Nós economistas gostamos muito do mundo da imaginação, como alguns gostam de dizer e o motivo é esse: suponha que o governo consiga voltar as despesas aos níveis de 2013. É uma afirmação fantasiosa! Mas, suponha. Façamos um exercício intelectual para imaginar um cenário que tem baixa chance de acontecer. O resultado seria:

  1. Supondo que as despesa com pessoal e encargos cresça, em 2015, apenas metade (R$ 9,26 bi) do que cresceu em 2014 em relação a 2013 (R$ 18,52 bi). Na realidade o aumento nominal dessa conta deve ser maior pelo simples aumento de salários. Ou seja, estou sendo bonzinho com essa hipótese.
  2. A Previdência vai crescer! De 2012 para 2013 o crescimento foi de R$ 53 bi. De 2013 para 2014 foi de R$ 48 bi. Também estaria sento razoavelmente justo dizendo que em 2015 deve crescer algo em torno de R$ 48 bi.
  3. Voltamos as outras despesas correntes ao nível de 2013. Bom, pelo menos o que dá para voltar.
    1. Aqui as contribuições fundo a fundo são vinculadas às receitas. Supondo que em 2015 se arrecade o mesmo que em 2014, as contribuições se mantém estável (ou seja, não crescem). Hipótese conservadora.
    2. O seguro desemprego ainda não teve o texto fechado e já estamos na metade do ano. Qualquer mudança passa a valer em 90 dias apenas, ou seja, esse ano haverá aumento de gastos, ainda que haja alguma lei que modifique os direitos atuais. De forma conservadora, acrescentei metade do crescimento de 2014 (R$ 3,5 bi) para 2015 (acho que vai ser mais).
    3. Os demais itens voltam aos níveis de 2013, o “corte de despesas” acontece onde é possível.
Exercício: Cortes de Despesas Orçamentárias - 2015

Exercício: Cortes de Despesas Orçamentárias – 2015

Com isso, como mostra a tabela acima, os “cortes” ficam concentrados nas três últimas contas: outras despesas correntes, inversões financeiras e investimentos. Os investimentos devem cair 17% (sendo que até o momento as noticias são de redução da ordem de 30%), as inversões devem cair 16% (concentradas em MCMV e FIES) e as outras despesas correntes devem cair 7% (pois, como explicado, há itens que NÃO vão cair). Apesar dos cortes, haverá certamente pressão de despesas de previdência e pessoal (com estimativas as mais conservadoras possíveis).

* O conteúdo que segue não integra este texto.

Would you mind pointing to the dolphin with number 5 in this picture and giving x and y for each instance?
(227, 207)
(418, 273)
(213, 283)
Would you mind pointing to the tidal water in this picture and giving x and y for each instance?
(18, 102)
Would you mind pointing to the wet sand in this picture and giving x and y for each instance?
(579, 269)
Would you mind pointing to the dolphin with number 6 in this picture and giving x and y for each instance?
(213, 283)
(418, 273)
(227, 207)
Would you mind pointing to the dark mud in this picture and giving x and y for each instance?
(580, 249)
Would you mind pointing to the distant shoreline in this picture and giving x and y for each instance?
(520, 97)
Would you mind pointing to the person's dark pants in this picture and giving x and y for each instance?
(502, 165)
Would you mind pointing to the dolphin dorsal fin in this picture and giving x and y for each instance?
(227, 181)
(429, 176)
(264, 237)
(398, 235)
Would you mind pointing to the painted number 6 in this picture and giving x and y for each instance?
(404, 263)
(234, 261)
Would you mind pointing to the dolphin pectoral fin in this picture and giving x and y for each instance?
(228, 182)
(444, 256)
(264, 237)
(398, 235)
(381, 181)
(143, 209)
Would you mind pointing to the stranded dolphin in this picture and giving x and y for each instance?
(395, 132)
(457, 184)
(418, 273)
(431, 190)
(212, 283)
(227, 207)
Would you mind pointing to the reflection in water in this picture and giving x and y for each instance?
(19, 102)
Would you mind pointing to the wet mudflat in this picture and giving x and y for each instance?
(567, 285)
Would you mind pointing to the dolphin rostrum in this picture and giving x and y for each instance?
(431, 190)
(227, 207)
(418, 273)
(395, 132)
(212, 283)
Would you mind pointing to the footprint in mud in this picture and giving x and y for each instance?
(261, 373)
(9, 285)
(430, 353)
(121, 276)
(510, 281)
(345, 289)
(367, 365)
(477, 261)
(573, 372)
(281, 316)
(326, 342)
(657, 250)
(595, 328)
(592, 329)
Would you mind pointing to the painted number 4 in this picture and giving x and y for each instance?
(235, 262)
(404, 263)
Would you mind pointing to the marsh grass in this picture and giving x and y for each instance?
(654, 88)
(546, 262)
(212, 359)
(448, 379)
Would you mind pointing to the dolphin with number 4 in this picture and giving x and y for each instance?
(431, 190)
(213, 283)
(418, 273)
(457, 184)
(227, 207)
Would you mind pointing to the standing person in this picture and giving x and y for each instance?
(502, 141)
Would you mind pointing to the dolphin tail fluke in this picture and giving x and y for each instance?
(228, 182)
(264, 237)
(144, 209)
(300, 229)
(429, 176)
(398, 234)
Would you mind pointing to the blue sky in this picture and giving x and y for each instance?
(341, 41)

Dessa forma, os gastos devem crescer nominalmente em R$ 12,6 bi mesmo com os cortes. O esforço fiscal de contenção de despesas se esquece que há despesas que não serão contidas. A economia anunciada de R$ 70 / R$ 80 bilhões não será atingida. Os patamares de 2013 não serão restaurados. O superávit de 1,2%, no que depender do corte de custos, NÃO será entregue. Não é a toa que agora o governo busca o caminho de aumento de impostos, que no final das contas, recai sobre a renda do cidadão comum que já é onerado por uma carga tributária excessiva e péssimos serviços públicos.